By now Elliott knew this route by heart. He’d promised he wouldn’t do it again but they wouldn’t have left him unguarded if he hadn’t. It wasn’t really his fault he was breaking promises he had made when they left him no choice. He considered a moment what Junie would think of that line of reasoning. He thought about the look on her face when hurt feelings permeated the perpetual fog she lived in.
He stopped thinking about that pretty quick. She was his best friend. She would understand. Someday? Once he had Shavian he would make her understand. He’d gotten her into this mess, kidnapped her into this damned mess, and he was going to get her out.

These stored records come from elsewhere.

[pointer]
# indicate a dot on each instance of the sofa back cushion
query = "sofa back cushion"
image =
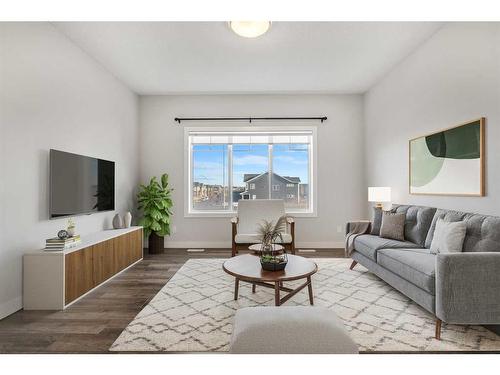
(482, 233)
(417, 223)
(446, 215)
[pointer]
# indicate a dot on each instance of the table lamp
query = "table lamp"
(379, 195)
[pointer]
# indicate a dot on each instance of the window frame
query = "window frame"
(188, 171)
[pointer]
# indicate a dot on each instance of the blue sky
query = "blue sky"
(210, 162)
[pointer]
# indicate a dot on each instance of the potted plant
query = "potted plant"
(155, 201)
(271, 259)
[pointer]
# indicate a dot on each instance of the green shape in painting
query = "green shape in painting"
(424, 165)
(463, 142)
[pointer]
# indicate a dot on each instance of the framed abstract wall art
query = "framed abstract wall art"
(449, 162)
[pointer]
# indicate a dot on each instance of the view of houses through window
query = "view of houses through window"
(226, 168)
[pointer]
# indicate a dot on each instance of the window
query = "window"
(224, 167)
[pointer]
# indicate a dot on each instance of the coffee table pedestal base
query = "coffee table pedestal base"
(278, 287)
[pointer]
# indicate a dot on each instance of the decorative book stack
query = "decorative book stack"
(55, 244)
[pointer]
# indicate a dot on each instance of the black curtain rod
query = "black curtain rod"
(249, 119)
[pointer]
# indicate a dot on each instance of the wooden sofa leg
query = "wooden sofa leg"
(438, 329)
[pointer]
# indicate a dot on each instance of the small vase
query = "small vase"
(117, 222)
(127, 220)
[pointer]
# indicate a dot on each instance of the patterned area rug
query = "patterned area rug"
(193, 312)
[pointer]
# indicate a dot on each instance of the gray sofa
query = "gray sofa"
(458, 288)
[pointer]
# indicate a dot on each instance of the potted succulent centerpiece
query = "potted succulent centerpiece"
(155, 201)
(272, 259)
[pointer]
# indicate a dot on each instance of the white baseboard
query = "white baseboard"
(197, 244)
(227, 245)
(10, 307)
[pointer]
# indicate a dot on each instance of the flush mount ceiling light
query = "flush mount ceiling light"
(250, 29)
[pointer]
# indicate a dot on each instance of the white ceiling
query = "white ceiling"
(206, 57)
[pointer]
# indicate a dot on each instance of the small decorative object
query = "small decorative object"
(117, 222)
(71, 227)
(127, 219)
(155, 200)
(62, 234)
(271, 259)
(379, 195)
(449, 162)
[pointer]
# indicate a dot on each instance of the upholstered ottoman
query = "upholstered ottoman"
(291, 330)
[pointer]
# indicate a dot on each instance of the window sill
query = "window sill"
(213, 214)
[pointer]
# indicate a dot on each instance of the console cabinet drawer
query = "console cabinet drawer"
(89, 267)
(79, 278)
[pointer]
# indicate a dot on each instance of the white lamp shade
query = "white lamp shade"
(379, 194)
(250, 29)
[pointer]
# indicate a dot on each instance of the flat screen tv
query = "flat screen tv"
(80, 184)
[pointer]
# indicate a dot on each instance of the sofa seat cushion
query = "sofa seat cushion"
(417, 266)
(368, 245)
(255, 238)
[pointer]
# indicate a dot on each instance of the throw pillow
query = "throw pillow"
(393, 226)
(377, 221)
(448, 237)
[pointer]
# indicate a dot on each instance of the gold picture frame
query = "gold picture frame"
(461, 169)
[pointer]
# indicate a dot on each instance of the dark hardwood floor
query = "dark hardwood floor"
(93, 323)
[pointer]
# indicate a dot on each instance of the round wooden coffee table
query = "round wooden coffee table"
(247, 268)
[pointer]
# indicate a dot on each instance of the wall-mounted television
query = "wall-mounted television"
(80, 184)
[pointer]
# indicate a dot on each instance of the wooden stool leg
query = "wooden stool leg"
(309, 288)
(438, 329)
(277, 293)
(236, 287)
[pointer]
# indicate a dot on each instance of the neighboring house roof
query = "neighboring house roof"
(295, 180)
(250, 177)
(247, 177)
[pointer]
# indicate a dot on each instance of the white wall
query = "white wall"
(341, 188)
(52, 95)
(454, 77)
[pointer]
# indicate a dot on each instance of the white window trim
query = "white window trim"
(313, 172)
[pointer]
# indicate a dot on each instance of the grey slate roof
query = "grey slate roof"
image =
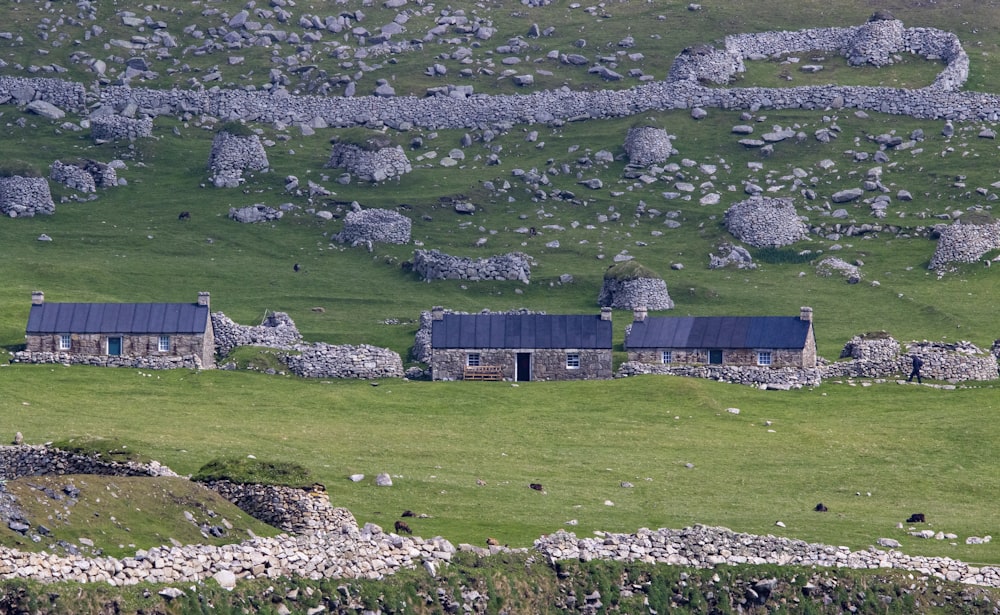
(718, 332)
(117, 318)
(521, 331)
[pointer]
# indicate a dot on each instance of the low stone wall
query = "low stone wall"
(765, 222)
(25, 197)
(293, 510)
(326, 361)
(370, 165)
(369, 226)
(964, 243)
(150, 362)
(434, 265)
(276, 330)
(764, 377)
(650, 293)
(112, 127)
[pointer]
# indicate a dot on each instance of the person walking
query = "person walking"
(917, 364)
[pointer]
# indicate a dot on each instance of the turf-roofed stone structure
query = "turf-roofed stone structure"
(759, 341)
(147, 335)
(520, 347)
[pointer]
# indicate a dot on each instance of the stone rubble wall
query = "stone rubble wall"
(650, 293)
(150, 362)
(276, 330)
(765, 222)
(435, 265)
(109, 128)
(25, 197)
(327, 361)
(299, 511)
(367, 226)
(964, 243)
(703, 546)
(370, 166)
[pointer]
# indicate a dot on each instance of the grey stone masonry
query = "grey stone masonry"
(25, 197)
(276, 330)
(766, 222)
(108, 128)
(369, 226)
(434, 265)
(370, 165)
(327, 361)
(964, 243)
(650, 293)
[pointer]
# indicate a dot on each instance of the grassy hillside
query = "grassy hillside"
(914, 449)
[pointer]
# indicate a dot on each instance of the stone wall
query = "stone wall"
(765, 222)
(326, 361)
(370, 165)
(369, 226)
(435, 265)
(964, 243)
(276, 330)
(650, 293)
(24, 197)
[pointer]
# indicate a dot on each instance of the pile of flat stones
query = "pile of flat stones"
(369, 226)
(766, 222)
(435, 265)
(277, 330)
(647, 145)
(25, 197)
(650, 293)
(231, 155)
(369, 165)
(964, 243)
(111, 127)
(255, 213)
(345, 361)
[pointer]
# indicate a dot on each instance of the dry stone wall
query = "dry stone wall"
(435, 265)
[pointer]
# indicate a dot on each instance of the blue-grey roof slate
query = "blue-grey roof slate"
(521, 331)
(117, 318)
(718, 332)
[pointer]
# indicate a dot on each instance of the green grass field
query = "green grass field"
(915, 449)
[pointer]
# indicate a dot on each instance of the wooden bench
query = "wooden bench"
(483, 372)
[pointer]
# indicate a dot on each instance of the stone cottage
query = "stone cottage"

Elliott peered around the fender of a tank then bolted for the chain link fence. He leaped when he was feet away, grasping the fence about ten feet up its fifteen-foot height. He grasped the links with his bare toes, pushing up and pulling at the same time, the cold fence making him wish he’d put on socks.
His fingers were only about a foot away from the top when there was the scuffle of feet. Someone drew in a world-weary breath that was expelled as a world-weary sigh.
“Lio, get down from there,” Private Thomas ordered. Elliott, currently hanging precariously from the border fence of a highly guarded military installation might not have had the wherewithal to recognize the voice. But Jenson Thomas was the only one who called him Lio.
He looked over his shoulder, trying to sound nonchalant.
“Oh, hey, Thomas,” he said with a strained smile, but only slightly strained, he realized wonderingly. At lease his shoulders didn’t burn as much as they did the first time this happened. Maybe he was getting better at this.
“Nice evening for… um… “
“Another failed escape attempt?” Thomas finished for him, his dark eyebrows raised, a tightness around his lips giving away that he wanted to smile. “Come on, man. Get down and let’s go back. Again.”
Elliott huffed and let go of the fence, pushing off a bit, landing with bended knees to absorb the impact.
Thomas rolled his eyes. “Put your damn shoes on, man.” He considered a moment. “That was pretty smart though. Better footholds in the chainlink, right?”
Elliott nodded, then dug his shoes out of the backpack and slipped them on. He fell in step with Thomas as he began the walk back to the barracks, trying not to sulk.